Women who say they were sexually harassed or mistreated by powerful men in US television news have formed a support network aimed at changing a newsroom culture they say has given men a free pass to misbehave for decades.
The women behind the Press Forward initiative say they want a zero-tolerance policy for sexual misconduct at networks, better awareness of legal rights for women coming into the industry and more accountability for executives.
"Women should not have to go to work and worry that something like this is going to happen to them," said Eleanor McManus, who said she was a 21-year-old job seeker when then-ABC News political reporter Mark Halperin tried to kiss her during a meeting in his office.

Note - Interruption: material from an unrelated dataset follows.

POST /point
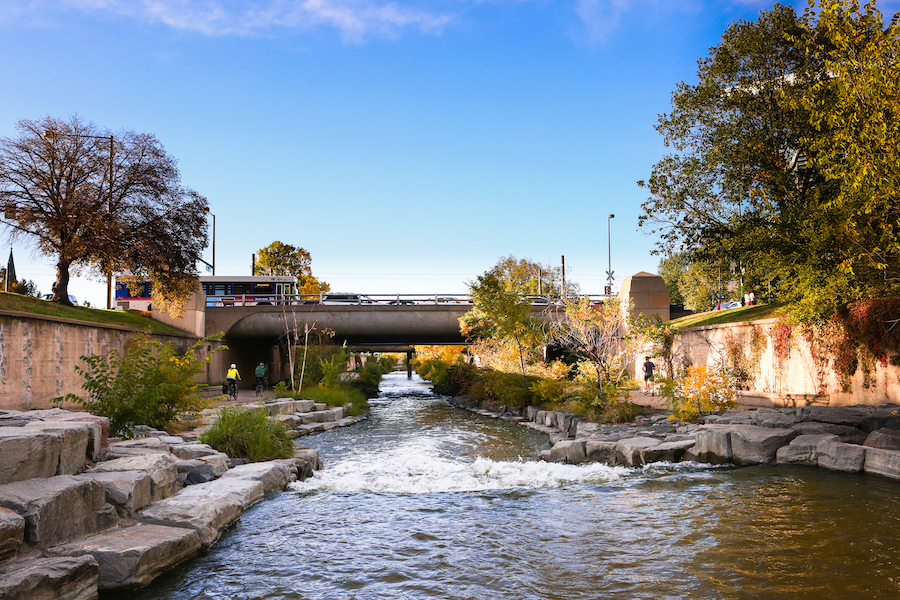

"Women should not worry that mentors may act in an aggressive manner towards them," she said. "That's not fair."
Press Forward has evolved over the past two months after McManus and other women went public with allegations against Halperin, CBS and PBS host Charlie Rose, NBC's Today show host Matt Lauer and others.
Halperin has said he is "profoundly sorry for the pain and anguish" he has caused and, in reading the women's accounts, recognised "conduct for which I feel profound guilt and responsibility".
Rose and Lauer have also offered apologies, while saying some the allegations are untrue. All have been fired.
This was the second wave of an industry-wide reckoning that began at Fox News with the removal last year of Fox News chief Roger Ailes and the dismissal in April of the network's star host Bill O'Reilly.
The most recent revelations came as many Hollywood and other media executives have faced allegations.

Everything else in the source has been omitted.